Sunday, January 27, 2008

revelation?

The following post was begun over three weeks ago. I chose not to complete it because moments after the hasty composition the feeling just left me and I went back to bed. I also did not want to ramble on about some sex-crazed dream that I had and make this post sound like a contribution to Penthouse Forum. So, for the sake of continuing my foray into the world of bloggery here's my second post.


Once again I am not much into this blogging craze of posting every rampant thought that comes to my brain. This is simply an experiment. What brings me back here however is a dream that I had less than two hours ago. A type of dream that perhaps I've had in more than a few previous occasions. This particular one however brought in a flood of thoughts and emotions when I contemplated its meaning upon awakening.

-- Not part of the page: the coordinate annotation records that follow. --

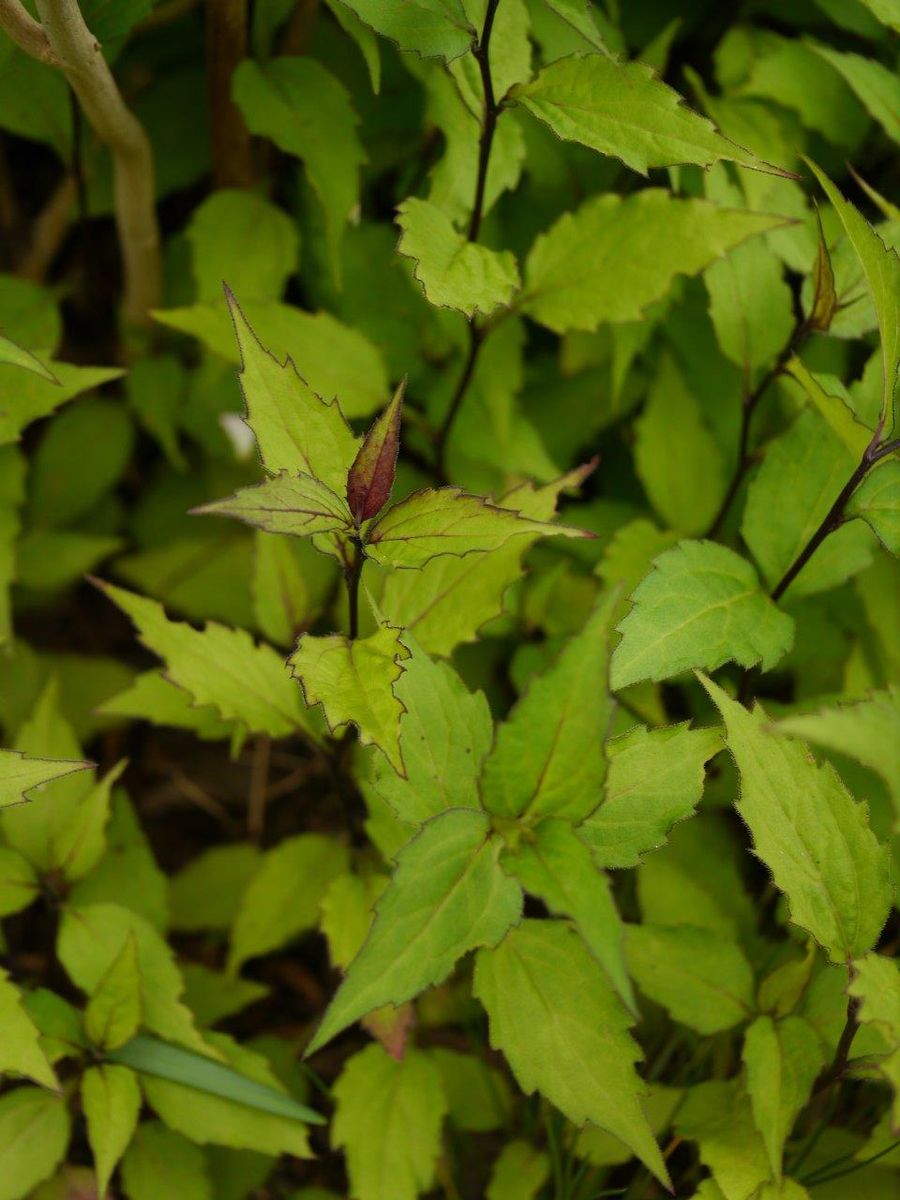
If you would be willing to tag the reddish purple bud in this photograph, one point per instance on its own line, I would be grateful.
(371, 477)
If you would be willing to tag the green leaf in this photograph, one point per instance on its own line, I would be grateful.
(305, 111)
(875, 985)
(601, 1149)
(882, 273)
(887, 11)
(450, 599)
(750, 304)
(333, 360)
(81, 844)
(21, 773)
(654, 779)
(370, 479)
(111, 1099)
(700, 977)
(283, 894)
(28, 396)
(160, 1162)
(390, 1147)
(642, 241)
(96, 436)
(89, 942)
(430, 28)
(34, 1134)
(295, 430)
(19, 883)
(519, 1173)
(347, 911)
(18, 357)
(455, 273)
(837, 412)
(36, 829)
(205, 893)
(580, 15)
(59, 1024)
(781, 1060)
(810, 833)
(153, 697)
(221, 667)
(453, 179)
(677, 457)
(220, 232)
(445, 731)
(700, 606)
(21, 1051)
(449, 521)
(718, 1116)
(582, 1060)
(877, 502)
(448, 897)
(241, 1079)
(363, 36)
(802, 474)
(867, 730)
(877, 87)
(625, 111)
(823, 301)
(115, 1009)
(293, 504)
(547, 759)
(354, 681)
(556, 867)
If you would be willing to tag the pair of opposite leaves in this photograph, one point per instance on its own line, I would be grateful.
(409, 533)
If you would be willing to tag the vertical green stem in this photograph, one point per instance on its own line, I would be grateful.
(489, 126)
(353, 573)
(748, 407)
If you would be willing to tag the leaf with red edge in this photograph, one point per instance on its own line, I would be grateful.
(371, 477)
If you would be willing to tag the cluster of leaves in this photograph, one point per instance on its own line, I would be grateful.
(593, 816)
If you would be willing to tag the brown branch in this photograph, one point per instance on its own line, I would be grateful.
(226, 49)
(25, 31)
(749, 405)
(90, 78)
(834, 517)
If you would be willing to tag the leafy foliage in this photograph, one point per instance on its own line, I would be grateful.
(449, 490)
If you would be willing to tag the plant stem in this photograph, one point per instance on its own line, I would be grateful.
(749, 405)
(833, 519)
(25, 31)
(489, 125)
(841, 1054)
(226, 49)
(89, 76)
(477, 336)
(353, 573)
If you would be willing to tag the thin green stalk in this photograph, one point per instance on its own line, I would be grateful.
(489, 126)
(353, 574)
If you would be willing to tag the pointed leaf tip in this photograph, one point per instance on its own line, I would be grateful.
(371, 477)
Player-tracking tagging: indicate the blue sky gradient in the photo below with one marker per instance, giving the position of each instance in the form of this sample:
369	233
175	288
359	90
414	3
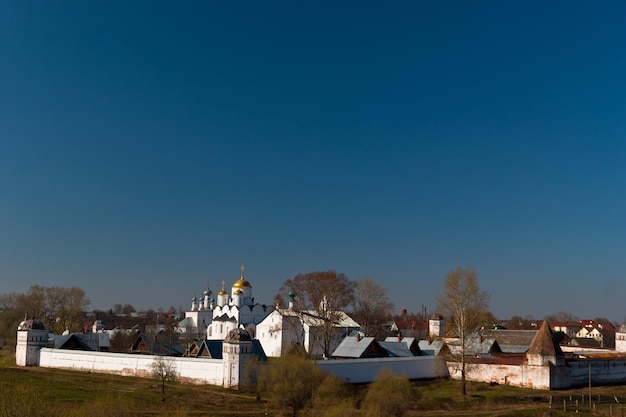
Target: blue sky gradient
146	147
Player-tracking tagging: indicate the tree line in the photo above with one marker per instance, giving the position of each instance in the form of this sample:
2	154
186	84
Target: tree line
58	308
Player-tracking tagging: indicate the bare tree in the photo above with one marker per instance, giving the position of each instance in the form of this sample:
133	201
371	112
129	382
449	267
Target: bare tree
164	367
325	294
464	303
372	308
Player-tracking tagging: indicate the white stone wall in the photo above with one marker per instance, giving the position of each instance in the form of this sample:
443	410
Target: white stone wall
517	375
194	370
365	370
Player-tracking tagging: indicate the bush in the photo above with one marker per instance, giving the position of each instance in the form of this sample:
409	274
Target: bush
388	395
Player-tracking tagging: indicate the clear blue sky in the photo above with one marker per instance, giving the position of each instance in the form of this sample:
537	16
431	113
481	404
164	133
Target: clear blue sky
146	147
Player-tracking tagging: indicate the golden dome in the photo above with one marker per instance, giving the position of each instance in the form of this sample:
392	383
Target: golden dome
241	282
222	292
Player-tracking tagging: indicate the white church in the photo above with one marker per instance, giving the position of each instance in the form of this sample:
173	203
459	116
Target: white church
236	310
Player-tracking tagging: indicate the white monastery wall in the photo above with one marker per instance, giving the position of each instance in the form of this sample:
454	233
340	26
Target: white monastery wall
538	377
602	372
365	370
195	370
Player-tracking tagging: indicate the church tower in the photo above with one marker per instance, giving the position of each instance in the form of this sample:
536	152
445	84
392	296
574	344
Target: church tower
31	337
237	350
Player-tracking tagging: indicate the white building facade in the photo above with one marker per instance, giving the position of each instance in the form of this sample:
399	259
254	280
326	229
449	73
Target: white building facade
236	311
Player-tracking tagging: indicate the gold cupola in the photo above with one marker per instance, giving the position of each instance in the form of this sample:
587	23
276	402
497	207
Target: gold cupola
242	282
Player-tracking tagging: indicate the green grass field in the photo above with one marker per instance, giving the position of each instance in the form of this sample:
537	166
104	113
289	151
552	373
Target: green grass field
37	392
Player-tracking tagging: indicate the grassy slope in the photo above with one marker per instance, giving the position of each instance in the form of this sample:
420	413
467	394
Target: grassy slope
72	393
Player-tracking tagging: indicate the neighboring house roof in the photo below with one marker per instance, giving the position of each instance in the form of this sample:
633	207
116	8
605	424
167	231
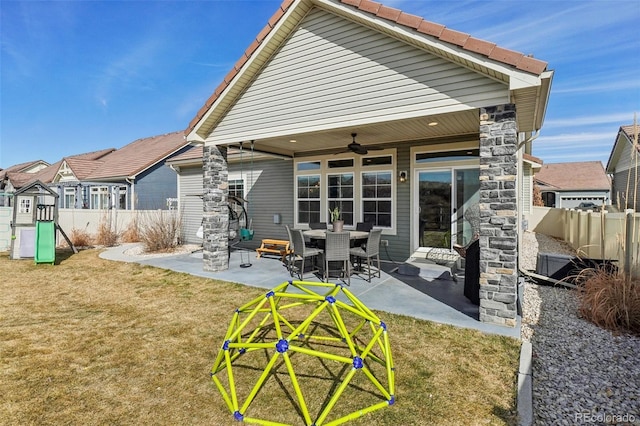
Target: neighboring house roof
26	167
587	175
626	136
82	168
479	54
138	156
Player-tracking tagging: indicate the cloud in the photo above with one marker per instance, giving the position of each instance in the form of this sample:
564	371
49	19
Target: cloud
615	118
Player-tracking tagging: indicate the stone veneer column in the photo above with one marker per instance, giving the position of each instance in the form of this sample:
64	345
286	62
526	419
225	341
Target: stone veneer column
498	215
215	223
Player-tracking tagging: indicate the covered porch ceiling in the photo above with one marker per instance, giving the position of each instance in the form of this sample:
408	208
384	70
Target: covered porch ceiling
463	125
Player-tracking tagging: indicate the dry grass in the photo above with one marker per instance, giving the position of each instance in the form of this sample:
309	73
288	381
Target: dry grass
610	300
105	236
81	238
89	341
131	233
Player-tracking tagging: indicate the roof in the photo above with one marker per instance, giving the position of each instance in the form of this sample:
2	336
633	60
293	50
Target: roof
587	175
630	131
138	156
626	135
415	23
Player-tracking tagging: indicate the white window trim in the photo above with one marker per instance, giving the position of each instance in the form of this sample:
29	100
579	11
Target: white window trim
324	171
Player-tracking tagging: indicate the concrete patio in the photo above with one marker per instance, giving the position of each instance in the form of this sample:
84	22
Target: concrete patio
432	295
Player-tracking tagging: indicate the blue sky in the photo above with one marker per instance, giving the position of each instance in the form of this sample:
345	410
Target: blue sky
79	76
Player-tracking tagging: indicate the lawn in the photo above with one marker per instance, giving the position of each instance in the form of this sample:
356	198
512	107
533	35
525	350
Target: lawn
91	341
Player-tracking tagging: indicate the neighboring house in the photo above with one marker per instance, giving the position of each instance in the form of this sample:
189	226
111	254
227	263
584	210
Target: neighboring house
441	119
134	177
623	165
566	185
14	177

It is currently 5:15 on a Sunday morning here in Washington state. I can't get back to sleep because I feel a sudden urge to put down my thoughts on paper or ... well, my blog. Don't know if anybody will read this. At this point I don't really care. I just need to preserve whatever's in my head at the moment because moments of clarity like this tend to be rather fleeting and highly transient that one forgets its alarming urgency. Is it an epiphany or moment of revelation? Perhaps because it encompassess everything that I've had a nagging concern about lately. My aloneness in this world.

The dream itself was fleeting as most dreams of women tend to be. Fleeting yet almost real because you wake up feeling disappointed that it was only a dream. A few elements however made this dream stand out from previous ones of the type. I dreamt of two women. The setting was in a church during a sermon.....


That's where I left off. Obviously I did not want to go into detail because after all it was simply a dream. The background setting however still strikes me as odd. I mean why the heck would I be surreptitiously groping a seemingly attractive Asian woman as I stood behind the congregation observing a Catholic mass? Although much of the dream has faded away I do recall there being a second female character who possibly served a similar purpose.

It was apparent however that I was reaching out for a deeper meaning which is why I chose to put it in a blog in the first place. Loneliness could certainly have been a concern but I have a feeling it was something more profound than that. As I ponder further and slip down this slippery slope that I call my psyche I can almost vaguely recall that my concern at the moment was my seeming detachment from life in general. The details of the dream itself were inconsequential. It was the vicarious feeling of a love lost that caused alarm and a feeling that subconsciously I am crying out to be recognized and dare I say it .... loved.